Following five months filled with major executive orders and administrative efforts to boost the oil, gas, and coal industries, the President’s signing of the One Big Beautiful Bill Act (OBBBA) on July 4 effectively resets the energy policy playing field to more of a 2019 posture, a time when the United States had achieved a high level of energy security, and seemed poised to reach Trump’s cherished goal of American Energy Dominance.

New Trump EO Targets Wind And Solar

Trump appeared to pile insult onto injury where wind and solar are concerned when, on July 7, he signed another executive order titled, “Ending Market Distorting Subsidies For Unreliable, Foreign Controlled Energy Sources.”

Stating that the proliferation of wind and solar projects “displaces affordable, reliable, dispatchable domestic energy sources, compromises our electric grid, and denigrates the beauty of our Nation’s natural landscape,” the directive orders Treasury Secretary Scott Bessent to “take all action as the Secretary of the Treasury deems necessary and appropriate to strictly enforce the termination of the clean electricity production and investment tax credits under sections 45Y and 48E of the Internal Revenue Code for wind and solar facilities.” That part of the order not only directs Bessent to ensure the IRS effectively enforces the provisions in the OBBBA to phase out wind and solar subsidies, it further orders him to to issue new guidance regarding the “beginning of construction” language in the law to prevent “the artificial acceleration or manipulation of eligibility,” and to find ways to restrict the use of “broad safe harbors unless a substantial portion of a subject facility has been built.”

Perhaps even more ominously for wind and solar, the order further directs Interior Secretary Doug Burgum to conduct a major, 45-day review to identify any administrative policies under his jurisdiction which provide preferential treatment for wind and solar projects and move to correct them.
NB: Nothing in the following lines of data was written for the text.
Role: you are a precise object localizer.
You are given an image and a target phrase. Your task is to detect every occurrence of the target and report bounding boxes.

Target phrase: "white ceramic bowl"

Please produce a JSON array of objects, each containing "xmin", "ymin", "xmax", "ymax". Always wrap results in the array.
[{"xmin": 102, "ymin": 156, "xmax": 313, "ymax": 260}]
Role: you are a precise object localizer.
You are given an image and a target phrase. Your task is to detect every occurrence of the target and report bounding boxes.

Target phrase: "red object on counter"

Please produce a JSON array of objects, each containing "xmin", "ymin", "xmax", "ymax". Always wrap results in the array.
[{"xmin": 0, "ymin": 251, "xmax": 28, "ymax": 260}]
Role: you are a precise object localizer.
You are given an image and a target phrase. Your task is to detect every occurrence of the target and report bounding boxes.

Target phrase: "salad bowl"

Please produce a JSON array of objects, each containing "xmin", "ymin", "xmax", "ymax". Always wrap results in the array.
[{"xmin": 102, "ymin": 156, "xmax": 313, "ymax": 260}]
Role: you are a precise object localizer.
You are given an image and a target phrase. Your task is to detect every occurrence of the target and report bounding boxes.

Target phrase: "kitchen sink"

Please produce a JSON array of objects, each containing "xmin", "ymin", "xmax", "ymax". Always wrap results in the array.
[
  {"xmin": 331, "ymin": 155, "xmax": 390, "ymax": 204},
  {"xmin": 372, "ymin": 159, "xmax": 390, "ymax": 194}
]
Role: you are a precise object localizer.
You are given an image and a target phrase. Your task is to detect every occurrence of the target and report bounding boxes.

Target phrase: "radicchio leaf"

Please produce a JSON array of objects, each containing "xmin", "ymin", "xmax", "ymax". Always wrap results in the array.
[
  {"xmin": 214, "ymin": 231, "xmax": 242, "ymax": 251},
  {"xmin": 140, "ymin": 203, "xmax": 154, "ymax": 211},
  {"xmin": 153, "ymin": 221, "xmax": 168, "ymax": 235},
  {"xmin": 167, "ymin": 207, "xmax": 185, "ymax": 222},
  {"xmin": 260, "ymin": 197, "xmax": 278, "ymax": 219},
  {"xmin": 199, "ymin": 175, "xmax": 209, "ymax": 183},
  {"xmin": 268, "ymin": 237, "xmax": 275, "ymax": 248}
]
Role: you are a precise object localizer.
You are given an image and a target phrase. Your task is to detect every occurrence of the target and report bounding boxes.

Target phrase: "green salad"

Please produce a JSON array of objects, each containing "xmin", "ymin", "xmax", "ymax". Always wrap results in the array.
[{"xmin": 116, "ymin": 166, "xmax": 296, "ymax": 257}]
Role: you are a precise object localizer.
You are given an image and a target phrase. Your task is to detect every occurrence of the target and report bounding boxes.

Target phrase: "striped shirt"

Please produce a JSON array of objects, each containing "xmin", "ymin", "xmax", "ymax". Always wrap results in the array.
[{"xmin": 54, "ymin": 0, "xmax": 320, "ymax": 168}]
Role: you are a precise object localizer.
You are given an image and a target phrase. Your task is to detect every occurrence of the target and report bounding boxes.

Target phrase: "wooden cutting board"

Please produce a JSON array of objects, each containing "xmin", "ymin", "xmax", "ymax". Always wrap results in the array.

There is little doubt that the Biden DOI exercised preferential treatment for wind and solar projects both on federal lands and federal waters.

Offshore wind projects in the Northeast Atlantic federal waters seemed especially able in the Biden years to obtain permits and quickly satisfy environmental impact requirements which tend to hold up other energy projects for years. Thus, this part of Trump’s new order could become especially bothersome to those industries.

The order’s other major provision directs Bessent to “take prompt action” as he “deems appropriate and consistent with applicable law to implement the enhanced Foreign Entity of Concern restrictions” in the OBBBA. That section of the new law restricts access to tax credits for any energy project which obtains parts or equipment from countries – like China, Iran, Russia, and North Korea – whose labor practices and other policies potentially violate human rights.

Given that China exerts major control over production, processing, and supply chains for critical energy minerals and manufactured products essential to wind, solar, and electric vehicles, strict enforcement of this section of the OBBBA could create major problems for those industries.

Wind And Solar Face A Tough Road Ahead

Many energy writers and analyists, myself included, believed in January that changes in the direction of federal energy policies would come in the same kind of slow-moving trickle characterized by the first Trump presidency. Instead, we’ve seen a rapid-fire sea change in direction from the executive branch, supplemented by energy-related language in the OBBBA that is likely to prove to be far more impactful than some critics suggest.

Taken all together, President Trump and congressional Republicans have effectively reordered the energy policy playing field in a way that ends any notion that a true energy transition is happening in the United States. Many will argue about the wisdom and potential impacts to come, but no one can deny the shocking speed with which it has all come about.

For those in the wind and solar industries, the thought that this second Trump presidency is still in its early days, with 42 months still to run, must be daunting indeed.